📩◾️『「量子論」を楽しむ本』(佐藤勝彦 監修/PHP文庫)


  《ボーアは(中略)原子が放つ光の振動数について、次のような関係が成り立つと唱えました。

  「電子が外側の軌道から内側の軌道に移ったとき、電子が放つ光の振動数ν(ニュー)は電子がそれぞれの軌道にいたときのエネルギーの差を、プランク定数hで割ったものになる」

  これをボーアの振動数条件と呼び、式で表すと次のようになります。

  (中略)

  バルマー系列(前項Dで触れた)とは、水素原子中の電子がn=2よりも外側の軌道からn=2の軌道に遷移するときに放つ光を意味していたことがわかります。そして一般的に、水素原子中の電子がn=aの軌道からn=bの軌道(a、bは整数、a>b)へ遷移したときに、水素原子は電磁波を放出します。ただしn=2以外の軌道へ遷移するときに電子が放つ電磁波は、赤外線や紫外線になるために、肉眼では見ることができません。》


  《ボーアの理論は「前期量子論」と呼ばれています。前期ということはまだ道半ば、中途半端な理論であることを表しています。ボーアの理論は快刀乱麻を断つごとく、原子の構造に関するあらゆる問題を解決したかのように思われたかもしれませんが、実はこの理論は欠陥だらけなのです。

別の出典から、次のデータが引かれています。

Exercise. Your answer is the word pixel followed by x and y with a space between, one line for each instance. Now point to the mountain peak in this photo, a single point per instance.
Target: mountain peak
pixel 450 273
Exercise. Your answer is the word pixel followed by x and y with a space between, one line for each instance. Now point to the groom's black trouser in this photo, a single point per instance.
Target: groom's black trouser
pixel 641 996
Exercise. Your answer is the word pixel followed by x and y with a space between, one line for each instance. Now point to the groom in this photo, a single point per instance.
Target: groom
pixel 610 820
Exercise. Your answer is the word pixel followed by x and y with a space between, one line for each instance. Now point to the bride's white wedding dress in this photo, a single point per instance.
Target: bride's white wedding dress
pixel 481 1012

  ボーア理論の欠陥の一つは、「量子条件」などの仮定を何の根拠もなく持ち出して勝手に使用している点です。たとえば「決められた軌道を回る(つまり定常状態の)電子はなぜ光を出さないのか」を、ボーアは一切説明していません。従来の物理学では「回転する電子は光を放つ」というのが常識であり、この点がラザフォードの原子模型の欠陥とされたわけです。それなのにボーアは欠陥を無視し、むしろ「逆が正しいんだ」と言っているわけですから、これほど身勝手な理屈はないでしょう。

  もう一つ大きな欠陥は、ボーアの原子模型は、実は水素原子にしか成り立たないという点です。たとえば水素原子の次に軽く、電子を2個持つヘリウム原子が放つ線スペクトルは、ボーアの理論では説明できませんでした。後からわかったのですが、水素原子は電子を1個しか持たない非常に簡単な構造であったために、たまたまボーアの理論がうまく当てはまっただけだったのです。

  こう聞くと皆さんは「何だ、ボーアの業績は大したことないな」と思われるかもしれませんが、それは間違いです。確かにボーアの理論はまだ不完全なものでした。しかし原子の中に「量子」(=ひと固まりとして考えられる小さな単位量)の概念を初めて持ち込んだ点で、また後進の若い物理学者たちが複数の電子を持つ原子についても当てはまる原子モデルを確立し、量子論を完成させる上で、ボーアの理論はまさに画期的なステップでした。従来の古典物理学と真の量子物理学をつなぐ「橋渡し」、それがボーアの前期量子論だったわけです。》


  《ボーアが「ボーアの原子模型」を提唱したのは、彼が27歳のときでした。またボーアの理論を整備して、量子論(後期量子論)を完成させたボーアの弟子たちはみな20〜30歳代の若者たちでした。さらに加えてアインシュタインが最初の相対性理論である特殊相対性理論を発表したのは26歳のときでした。

  天才と呼ばれる人々は、若くして偉大な業績を残すケースが多いわけですが、量子論や相対性理論の誕生はまさにその典型だと言えます。そしてまた、従来の「常識」が行き詰まったとき、それを打ち破るのは常識にとらわれない若い頭脳であることも、この事例は教えてくれます。「回転運動をする電子は光を出す」という古典物理学の常識にとらわれた、年輩の物理学者の脳からは「原子の中の電子については、そんな常識は無視してしまえ」などというボーアの無謀な発想は、絶対に出てくるはずがないでしょうから。》


  《(さて、次には)革命的ではありますが、まだまだ欠陥の多いボーアの理論を完成させるために、いくつもの若き天才頭脳が活躍します。(中略)ということはつまり、よりいっそう常識外れの、私たちを呆然とさせてしまう奇妙なアイディアが次々と登場してくるわけです。》



*なるほど、確かに、難局を切り開くブレイクスルーは、いつも無謀ともいえる若者の冒険心から生まれるものかもしれない。

  “呆然としてしまうような奇妙な”アイディアとは、一体どんなものなんだろう?もう少し、追いかけていってみようと思います。